Metabolic Profiling Reveals Changes in Serum Predictive of Venous Ulcer Healing.

OBJECTIVE: The aim of this study was to identify potential biomarkers predictive of healing or failure to heal in a population with venous leg ulceration. SUMMARY BACKGROUND DATA: Venous leg ulceration presents important physical, psychological, social and financial burdens. Compression therapy is the main treatment, but it can be painful and time-consuming, with significant recurrence rates. The identification of a reliable biochemical signature with the ability to identify nonhealing ulcers has important translational applications for disease prognostication, personalized health care and the development of novel therapies. METHODS: Twenty-eight patients were assessed at baseline and at 20 weeks. Untargeted metabolic profiling was performed on urine, serum, and ulcer fluid, using mass spectrometry and nuclear magnetic resonance spectroscopy. RESULTS: A differential metabolic phenotype was identified in healing (n = 15) compared to nonhealing (n = 13) venous leg ulcer patients. Analysis of the assigned metabolites found ceramide and carnitine metabolism to be relevant pathways. In this pilot study, only serum biofluids could differentiate between healing and nonhealing patients. The ratio of carnitine to ceramide was able to differentiate between healing phenotypes with 100% sensitivity, 79% specificity, and 91% accuracy. CONCLUSIONS: This study reports a metabolic signature predictive of healing in venous leg ulceration and presents potential translational applications for disease prognostication and development of targeted therapies.

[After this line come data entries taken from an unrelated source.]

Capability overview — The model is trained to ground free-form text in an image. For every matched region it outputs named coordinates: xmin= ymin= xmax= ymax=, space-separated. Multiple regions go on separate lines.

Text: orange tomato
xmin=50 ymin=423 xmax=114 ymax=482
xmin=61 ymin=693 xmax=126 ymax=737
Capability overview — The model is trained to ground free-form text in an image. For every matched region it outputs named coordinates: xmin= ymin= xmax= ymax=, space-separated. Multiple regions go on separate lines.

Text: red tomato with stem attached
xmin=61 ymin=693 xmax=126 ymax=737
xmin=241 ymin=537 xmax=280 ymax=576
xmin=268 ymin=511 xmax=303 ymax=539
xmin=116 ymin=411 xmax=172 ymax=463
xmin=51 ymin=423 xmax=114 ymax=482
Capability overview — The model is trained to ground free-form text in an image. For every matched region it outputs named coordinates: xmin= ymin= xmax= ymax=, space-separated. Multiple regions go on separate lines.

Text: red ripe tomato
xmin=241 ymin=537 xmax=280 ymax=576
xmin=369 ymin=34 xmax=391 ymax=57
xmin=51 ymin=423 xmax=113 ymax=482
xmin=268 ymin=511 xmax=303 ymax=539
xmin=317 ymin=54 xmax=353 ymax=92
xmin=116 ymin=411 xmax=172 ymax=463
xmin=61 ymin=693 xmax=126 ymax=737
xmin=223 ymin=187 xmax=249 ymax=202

Metabolic Phenotyping in Venous Disease: The Need for Standardization.

Venous thromboembolism (VTE), chronic venous disease (CVD), and venous leg ulceration (VLU) are clinical manifestations of a poorly functioning venous system. Though common, much is unknown of the pathophysiology and progression of these conditions. Metabolic phenotyping has been employed to explore mechanistic pathways involved in venous disease. A systematic literature review was performed: full text, primary research articles on the applications of nuclear magnetic resonance spectroscopy (NMR) and mass spectrometry (MS) in human participants and animals were included for qualitative synthesis. Seventeen studies applying metabolic phenotyping to venous disease were identified: six on CVD, two on VLU, and nine on VTE; both animal (n = 6) and human (n = 10) experimental designs were reported, with one study including both. NMR, MS, and MS imaging were employed to characterize serum, plasma, urine, wound fluid, and tissue. Metabolites found to be upregulated in CVD included lipids, branched chain amino acids (BCAA), glutamate, taurine, lactate, and myo-inositol identified in vein tissue. Upregulated metabolites in VLU included lactate, BCAA, lysine, 3-hydroxybutyrate, and glutamate identified in wound fluid and ulcer biopsies. VTE cases were associated with reduced carnitine levels, upregulated aromatic amino acids, 3-hydroxybutyrate, BCAA, and lipids in plasma, serum, thrombus, and vein wall; kynurenine and tricarboxylic acid pathway dysfunction were reported. Future research should focus on targeted studies with internal and external validation.